Benedito vinha ouvindo Journey, "Don't Stop Believin'". Sentia-se bem sendo anacrônico logo pela manhã. Ultimamente era um dos poucos momentos em que Benedito sentia-se bem. Quando andava de casa ao trabalho ouvindo sua playlist entitulada "Só as Jedi".
Ali estavam várias músicas que significavam algo para Benedito. By Your Side, na versão de Beachwood Sparks, Brown Eyed Girl, do Van Morrison, In My Life, dos Beatles, Hurt do Johnny Cash... Músicas bem distintas entre si, mas que lembravam Benedito de Bruna.
A Bruna era tudo o que o Benedito queria da vida.
Sério.
Se tudo o que o Benedito queria da vida se transformasse em uma mulher, seria a Bruna. Sem tirar e nem pôr.
Todas as características da Bruna batiam, ipsis litteris, com as idealizações que o Benedito formulara na sua longa vida de relacionamentos arruinados.

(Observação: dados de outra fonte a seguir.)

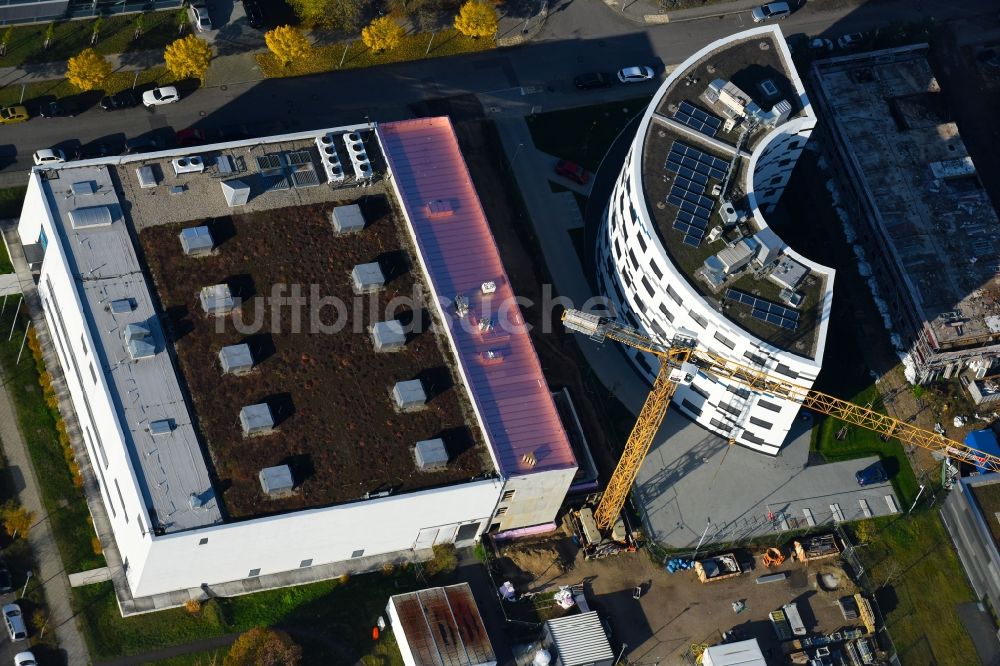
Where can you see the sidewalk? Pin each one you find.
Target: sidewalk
(51, 573)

Toda a vez que um namoro do Benedito terminava, ele aprendia alguma coisa. Percebia alguma nova particularidade, e acrescentava algo à lista de itens que ele consideraria indispensáveis na pessoa que seria "A" pessoa. A mulher que o completaria e com quem Benedito iria querer passar todos os dias de sua vida.
E no lugar mais improvável... OK, o terceiro ou quarto lugar mais improvável, atrás de uma gafieira, um quartel da Legião Estrangeira e uma convenção de leitores de O Segredo. Foi através da internet.
E embora o Benedito tenha sido desconfiado com relação à Bruna como era com relação a quase tudo, ela perseverou, e eles se encontraram. Tiveram uma história pra chamar de "nossa". Partilharam tempo, refeições e filmes. Sobremesas, parques e conversas. Caminhadas, camas e beijos.
Mas, como fazia com quase tudo na vida, as noções pré-concebidas de responsabilidade e compromisso de Benedito acabaram por traí-lo. E ele inadvertidamente afastou de si a única pessoa que de fato quis ter por perto em sua vida.
Agora ali estava Benedito. Tentando se curar. Tentando colar os pedaços. Tentando sentir algum sabor que não fosse o amargo na sua língua.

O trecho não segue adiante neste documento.